Reading Online Novel

The Juliette Society(62)



Bob is saying grace at the head of the table with his hands clasped in front of him and his head bowed in prayer. I have my head bowed too, but I’m peeking above my hands, like you do as a kid when you go through the motions but you don’t really get it and you don’t really believe. It’s a habit, I’ve never grown out of that habit. Pretending to say grace.

My family are Catholic so it’s not like I didn’t have plenty of practice, but I always felt like such fraud at family dinners for faking and not believing. I’d bow my head but mumble the words so I didn’t feel like I had to commit to them and sneak a peek at everyone else at the table to see if I could catch them out doing the same. My brother always did it right. But my elder sister was just like me, rebellious, and while everyone else was giving thanks to the Lord, we’d compete to see who could stick out their tongue the furthest and for the longest without getting caught. And later, when we were old enough to work out what it meant, we’d flash each other the finger as well.

I look up and around the table. Bob is saying grace the way he speaks in those TV commercials of his. Gena has her head bent in supplication, her eyes tightly shut, and this strange pained expression on her face as she repeats after Bob. And Jack, he’s doing the same as me and when our eyes meet across the table, he grins.

While we’re eating, the dog, who’s already been fed, is trotting around and around the table with the squeaky toy in its mouth, stopping off at each place around the table, dropping the toy and looking up expectantly, waiting for playtime. When one person doesn’t show any interest, it moves onto the next. At some point, it decides it’s not getting the attention it deserves and the toy isn’t having the desired effect.

So instead, this dog, Sebastian, it takes a dump on the edge of the dining room. It leaves a perfect little turd sitting right in the middle of this beautiful imported Moroccan rug, so that it almost looks like part of the design and it’s virtually invisible.

This is this dog’s idea of being cute. Leaving a turd in the middle of the room as a conversation piece. Like the canine Marquis de Sade. It takes a dump, without making a fuss or a scene, while we’re eating – Jack and Bob and Gena and I – not five feet away, and not one of us notices. Not until Bob gets up to refill our drinks, steps right in it, skids like he stepped on a banana skin and falls flat on his ass. And it’s so comical that I almost burst into hysterics, were it not for the fact that Bob explodes in a such a rage that Gena has to take him off to another part of the house to calm him down. And Jack and I are left to finish the meal on our own, feeling awkward and embarrassed as if we’ve seen a part of him that we weren’t really meant to see. Eventually Gena reappears.

‘Bob’s just having a rest,’ she says, explaining that the campaign has really pushed Bob to the limit, because he’s given it his all. ‘That’s really not like him at all,’ she says, apologetically.
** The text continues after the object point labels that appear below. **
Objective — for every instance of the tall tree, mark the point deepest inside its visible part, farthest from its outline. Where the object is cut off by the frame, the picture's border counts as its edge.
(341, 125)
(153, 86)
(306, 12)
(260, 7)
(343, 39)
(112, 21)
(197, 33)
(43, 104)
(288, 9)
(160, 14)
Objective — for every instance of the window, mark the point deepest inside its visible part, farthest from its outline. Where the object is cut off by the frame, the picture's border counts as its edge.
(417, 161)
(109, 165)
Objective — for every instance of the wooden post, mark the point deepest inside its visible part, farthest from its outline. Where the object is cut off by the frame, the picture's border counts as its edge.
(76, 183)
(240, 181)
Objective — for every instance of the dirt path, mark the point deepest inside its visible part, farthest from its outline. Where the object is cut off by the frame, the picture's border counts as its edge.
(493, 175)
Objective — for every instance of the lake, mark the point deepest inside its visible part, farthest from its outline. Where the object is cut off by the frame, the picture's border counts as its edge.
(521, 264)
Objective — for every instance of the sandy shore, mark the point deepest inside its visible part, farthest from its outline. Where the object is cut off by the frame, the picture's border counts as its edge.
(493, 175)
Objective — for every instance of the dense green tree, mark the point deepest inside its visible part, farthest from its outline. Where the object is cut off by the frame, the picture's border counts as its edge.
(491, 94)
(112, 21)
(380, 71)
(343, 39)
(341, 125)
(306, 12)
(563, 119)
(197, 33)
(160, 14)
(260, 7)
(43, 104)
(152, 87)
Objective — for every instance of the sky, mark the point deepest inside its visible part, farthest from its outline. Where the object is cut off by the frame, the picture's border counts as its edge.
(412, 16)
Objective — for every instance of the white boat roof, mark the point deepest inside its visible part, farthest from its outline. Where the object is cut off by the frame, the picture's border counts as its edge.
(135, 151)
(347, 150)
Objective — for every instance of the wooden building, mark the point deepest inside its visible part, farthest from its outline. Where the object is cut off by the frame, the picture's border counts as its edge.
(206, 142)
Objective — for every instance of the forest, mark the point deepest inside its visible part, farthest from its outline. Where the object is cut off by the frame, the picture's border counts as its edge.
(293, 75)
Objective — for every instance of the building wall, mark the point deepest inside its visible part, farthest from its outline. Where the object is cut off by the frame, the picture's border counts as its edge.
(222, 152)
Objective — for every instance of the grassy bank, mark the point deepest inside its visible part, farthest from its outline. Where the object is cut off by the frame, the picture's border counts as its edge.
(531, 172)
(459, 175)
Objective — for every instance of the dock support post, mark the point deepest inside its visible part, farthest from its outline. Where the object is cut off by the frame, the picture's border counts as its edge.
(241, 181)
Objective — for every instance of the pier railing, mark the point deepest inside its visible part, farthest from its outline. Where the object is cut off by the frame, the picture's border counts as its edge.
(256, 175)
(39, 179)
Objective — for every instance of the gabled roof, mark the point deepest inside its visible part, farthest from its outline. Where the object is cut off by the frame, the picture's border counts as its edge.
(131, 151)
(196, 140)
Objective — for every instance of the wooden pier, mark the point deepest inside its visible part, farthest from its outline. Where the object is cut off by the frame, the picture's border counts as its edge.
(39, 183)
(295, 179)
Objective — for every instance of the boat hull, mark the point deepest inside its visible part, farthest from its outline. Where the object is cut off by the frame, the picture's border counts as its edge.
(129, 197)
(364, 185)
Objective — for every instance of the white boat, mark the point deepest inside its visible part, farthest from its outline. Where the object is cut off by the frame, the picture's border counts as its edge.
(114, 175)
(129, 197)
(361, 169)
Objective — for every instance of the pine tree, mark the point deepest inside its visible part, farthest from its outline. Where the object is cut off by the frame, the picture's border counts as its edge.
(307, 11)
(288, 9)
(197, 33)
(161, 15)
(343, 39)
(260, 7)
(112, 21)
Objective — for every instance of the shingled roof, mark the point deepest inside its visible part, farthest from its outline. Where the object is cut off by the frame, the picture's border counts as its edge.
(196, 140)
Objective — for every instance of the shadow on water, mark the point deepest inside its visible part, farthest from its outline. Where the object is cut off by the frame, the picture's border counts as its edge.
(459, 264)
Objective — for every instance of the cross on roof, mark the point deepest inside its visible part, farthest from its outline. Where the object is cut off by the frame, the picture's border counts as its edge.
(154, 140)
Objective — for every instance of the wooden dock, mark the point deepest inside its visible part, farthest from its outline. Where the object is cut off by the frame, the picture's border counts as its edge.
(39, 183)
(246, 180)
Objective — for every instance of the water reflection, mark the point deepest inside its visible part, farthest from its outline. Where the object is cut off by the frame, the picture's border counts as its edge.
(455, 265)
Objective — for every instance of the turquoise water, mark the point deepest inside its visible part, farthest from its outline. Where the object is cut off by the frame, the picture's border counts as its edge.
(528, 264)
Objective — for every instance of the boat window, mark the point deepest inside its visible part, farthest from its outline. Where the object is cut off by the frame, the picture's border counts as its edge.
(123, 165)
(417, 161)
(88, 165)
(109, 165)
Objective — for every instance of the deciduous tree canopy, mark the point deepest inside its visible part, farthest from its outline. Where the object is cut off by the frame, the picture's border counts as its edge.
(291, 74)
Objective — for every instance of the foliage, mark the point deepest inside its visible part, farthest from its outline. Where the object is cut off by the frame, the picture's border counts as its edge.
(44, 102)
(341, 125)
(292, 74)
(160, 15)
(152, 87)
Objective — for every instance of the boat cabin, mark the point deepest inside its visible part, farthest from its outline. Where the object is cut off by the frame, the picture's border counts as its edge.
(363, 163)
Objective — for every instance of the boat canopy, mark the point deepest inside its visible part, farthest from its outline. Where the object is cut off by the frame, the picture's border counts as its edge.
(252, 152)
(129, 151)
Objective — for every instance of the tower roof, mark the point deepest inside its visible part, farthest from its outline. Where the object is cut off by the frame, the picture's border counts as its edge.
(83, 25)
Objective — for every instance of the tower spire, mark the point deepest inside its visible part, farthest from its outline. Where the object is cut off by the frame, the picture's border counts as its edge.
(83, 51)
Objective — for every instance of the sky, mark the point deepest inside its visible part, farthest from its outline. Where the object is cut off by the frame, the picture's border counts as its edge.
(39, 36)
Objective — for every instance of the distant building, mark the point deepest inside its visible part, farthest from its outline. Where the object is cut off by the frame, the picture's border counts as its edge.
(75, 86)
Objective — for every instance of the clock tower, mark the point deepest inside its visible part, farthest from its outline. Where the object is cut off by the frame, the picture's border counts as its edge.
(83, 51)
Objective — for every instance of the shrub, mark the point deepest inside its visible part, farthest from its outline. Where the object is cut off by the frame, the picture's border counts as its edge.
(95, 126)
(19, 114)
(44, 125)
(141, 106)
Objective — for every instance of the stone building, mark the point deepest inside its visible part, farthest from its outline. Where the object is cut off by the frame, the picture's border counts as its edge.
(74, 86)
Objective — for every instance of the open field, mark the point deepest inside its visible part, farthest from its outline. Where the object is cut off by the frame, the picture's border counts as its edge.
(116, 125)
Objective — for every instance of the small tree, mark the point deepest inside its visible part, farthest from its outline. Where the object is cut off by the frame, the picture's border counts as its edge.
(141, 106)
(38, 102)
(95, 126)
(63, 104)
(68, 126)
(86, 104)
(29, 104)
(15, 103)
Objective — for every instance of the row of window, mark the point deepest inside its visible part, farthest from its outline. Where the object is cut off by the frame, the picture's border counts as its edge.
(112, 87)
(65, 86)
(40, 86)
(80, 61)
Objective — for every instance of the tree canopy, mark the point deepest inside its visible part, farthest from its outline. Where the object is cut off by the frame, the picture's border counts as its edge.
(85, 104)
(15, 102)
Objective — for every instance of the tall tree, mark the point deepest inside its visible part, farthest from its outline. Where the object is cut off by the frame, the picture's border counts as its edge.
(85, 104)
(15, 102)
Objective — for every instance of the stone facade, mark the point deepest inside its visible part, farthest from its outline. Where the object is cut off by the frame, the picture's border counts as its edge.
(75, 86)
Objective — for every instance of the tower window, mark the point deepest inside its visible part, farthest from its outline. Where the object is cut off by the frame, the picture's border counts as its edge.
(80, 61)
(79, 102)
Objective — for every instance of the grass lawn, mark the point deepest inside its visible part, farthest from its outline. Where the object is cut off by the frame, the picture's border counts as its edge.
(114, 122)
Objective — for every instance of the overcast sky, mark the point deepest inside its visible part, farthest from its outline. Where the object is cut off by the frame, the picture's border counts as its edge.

We don’t see Bob again until the early evening when he and Gena come down ready to go out for an evening commitment – a charity fundraiser he just can’t get out of.

Jack and I have been sitting out on the deck all afternoon, sunning ourselves on the loungers and taking in the view. And at one point, he leaned into me and whispered, ‘Bob and Gena are going out.’

I smiled and gave him a look that said, and what are you saying?

But I already knew exactly what he meant. We were going to have the run of the place to ourselves. And we could do what any young couple would do when left to their own devices in a stranger’s house.

Jack’s really thrown me for a loop now and I can’t work out what’s got into him, because he’s not just into it, he initiates it. We’ve been on this break and, even before that, I haven’t been able to rouse his interest for weeks and suddenly it’s like he’s a new man. It’s like the first time we got together, the first time anyone gets together, and we fucked like bunnies anywhere and everywhere we could.

Jack’s not without daring but spontaneity, it’s not really his strong suit. He always likes to be organized, he always likes a plan – even if it’s concerning surreptitious sex in the boss’ house – unless someone else is making the decision for him, unless it’s me.

We wave Bob and Gena goodbye as they drive off in Bob’s car, a beautifully kept 1968 cherry-red Cadillac DeVille convertible – what else. As they circle around the drive, Gena waves back, calling out over the sound of the engine, ‘Now, you kids be good and don’t wreck the place.’